On the morning of November 17, Trevor fell out of his bed and hit his head on a desk. But according to the complaint, no steps were taken to get him emergency care. Instead, he was moved by wheelchair to an observation cell with a cement bed raised just inches off the floor and a plastic mattress on top of it. He was allegedly so weak that he couldn't turn over on his side or drink from a cup. The next night, around 8:00, he was found unresponsive on his bed. Ashby was notified of his death a couple of hours later.
"My main question was, how could this happen? The officer that notified me said it could have been something as simple as choking on a cup of coffee, a sip of coffee, which obviously to me was extremely dismissive and added to the traumatic, you know, news," Ashby said.
An autopsy later determined Trevor's death was caused by complications from pneumonia that the complaint alleges resulted from his infected bed sores. He left behind a young son who is now eight years old and a mother who said she wants to make sure that everyone who enters the jail is safe.

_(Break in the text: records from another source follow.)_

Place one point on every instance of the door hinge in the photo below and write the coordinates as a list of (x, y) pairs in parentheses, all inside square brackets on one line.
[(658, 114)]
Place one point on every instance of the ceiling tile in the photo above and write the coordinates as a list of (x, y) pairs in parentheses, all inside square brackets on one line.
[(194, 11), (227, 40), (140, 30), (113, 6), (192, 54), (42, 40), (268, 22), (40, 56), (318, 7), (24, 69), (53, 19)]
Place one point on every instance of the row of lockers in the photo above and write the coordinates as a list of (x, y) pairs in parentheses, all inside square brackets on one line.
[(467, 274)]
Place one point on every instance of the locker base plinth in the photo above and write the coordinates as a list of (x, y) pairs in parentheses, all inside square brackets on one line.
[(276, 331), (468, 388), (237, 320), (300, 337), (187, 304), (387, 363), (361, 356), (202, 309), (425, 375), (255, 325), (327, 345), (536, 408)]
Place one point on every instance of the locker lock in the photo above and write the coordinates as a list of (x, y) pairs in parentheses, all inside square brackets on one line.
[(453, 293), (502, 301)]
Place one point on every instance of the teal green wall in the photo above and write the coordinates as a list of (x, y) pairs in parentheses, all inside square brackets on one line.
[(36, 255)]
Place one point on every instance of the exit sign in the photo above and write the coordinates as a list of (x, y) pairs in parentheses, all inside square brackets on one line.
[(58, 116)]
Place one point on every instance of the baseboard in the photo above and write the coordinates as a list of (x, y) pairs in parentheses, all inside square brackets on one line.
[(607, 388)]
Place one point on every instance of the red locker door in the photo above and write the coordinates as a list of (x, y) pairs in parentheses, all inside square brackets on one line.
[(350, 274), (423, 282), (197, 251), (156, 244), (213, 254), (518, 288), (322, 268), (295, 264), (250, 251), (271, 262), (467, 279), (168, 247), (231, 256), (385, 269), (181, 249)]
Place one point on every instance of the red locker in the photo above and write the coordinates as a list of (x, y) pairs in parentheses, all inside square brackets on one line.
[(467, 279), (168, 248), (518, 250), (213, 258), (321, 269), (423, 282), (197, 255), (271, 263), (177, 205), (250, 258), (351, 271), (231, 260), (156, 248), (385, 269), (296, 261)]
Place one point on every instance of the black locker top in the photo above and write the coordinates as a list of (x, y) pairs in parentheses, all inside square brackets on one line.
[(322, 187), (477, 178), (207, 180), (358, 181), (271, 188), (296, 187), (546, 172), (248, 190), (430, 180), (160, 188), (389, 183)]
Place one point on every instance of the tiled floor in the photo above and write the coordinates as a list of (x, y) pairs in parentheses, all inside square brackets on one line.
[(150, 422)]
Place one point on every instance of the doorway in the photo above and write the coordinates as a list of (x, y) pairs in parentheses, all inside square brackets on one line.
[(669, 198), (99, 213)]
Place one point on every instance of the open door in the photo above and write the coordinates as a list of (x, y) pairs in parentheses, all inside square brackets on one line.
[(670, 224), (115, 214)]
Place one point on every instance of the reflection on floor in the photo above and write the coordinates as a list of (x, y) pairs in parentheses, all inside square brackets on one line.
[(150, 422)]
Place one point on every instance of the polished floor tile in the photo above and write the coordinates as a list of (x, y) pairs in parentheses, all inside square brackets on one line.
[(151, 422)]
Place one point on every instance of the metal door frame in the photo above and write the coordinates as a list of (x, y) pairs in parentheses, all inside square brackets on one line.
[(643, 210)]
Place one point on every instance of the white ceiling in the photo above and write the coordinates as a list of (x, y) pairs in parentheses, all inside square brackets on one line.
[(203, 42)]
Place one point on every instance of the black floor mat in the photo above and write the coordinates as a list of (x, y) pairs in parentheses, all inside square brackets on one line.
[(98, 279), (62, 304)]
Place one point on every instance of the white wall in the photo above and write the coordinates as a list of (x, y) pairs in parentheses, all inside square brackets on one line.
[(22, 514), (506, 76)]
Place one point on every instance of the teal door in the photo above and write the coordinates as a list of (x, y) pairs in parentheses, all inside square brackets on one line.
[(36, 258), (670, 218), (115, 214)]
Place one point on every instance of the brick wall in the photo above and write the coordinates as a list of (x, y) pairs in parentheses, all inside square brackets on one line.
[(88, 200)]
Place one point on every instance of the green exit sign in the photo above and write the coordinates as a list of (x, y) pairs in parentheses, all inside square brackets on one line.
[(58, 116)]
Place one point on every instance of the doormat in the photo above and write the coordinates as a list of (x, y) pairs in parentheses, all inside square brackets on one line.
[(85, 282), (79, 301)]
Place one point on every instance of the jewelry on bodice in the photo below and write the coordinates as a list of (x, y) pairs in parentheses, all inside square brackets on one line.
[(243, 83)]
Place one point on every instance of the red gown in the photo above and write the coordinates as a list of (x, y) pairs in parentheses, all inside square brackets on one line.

"I don't understand how many people can just ignore all of the signs of someone needing help," she said. "Trevor was not safe. He died, not as a result of a physical altercation, but he died of an infection that was preventable and that is a safety issue."
The federal lawsuit alleges that the defendants have a "custom and practice of minimizing, neglecting or altogether ignoring ACJ inmates' serious medical needs including baselessly accusing inmates of faking injuries or illnesses and "contracting with inadequate and incompetent medical providers."
Attorney Rosie Wennberg said she's learned of other instances that suggest what happened to Trevor is not an isolated incident.
In announcing Trevor Saunders' death on November 19, 2023, the Androscoggin County Sheriff's Office said, as part of protocol, the Department of Corrections would conduct an independent investigation. The results, according to a department spokesperson, are confidential.
Neither the sheriff nor someone from CPS could be immediately reached for comment.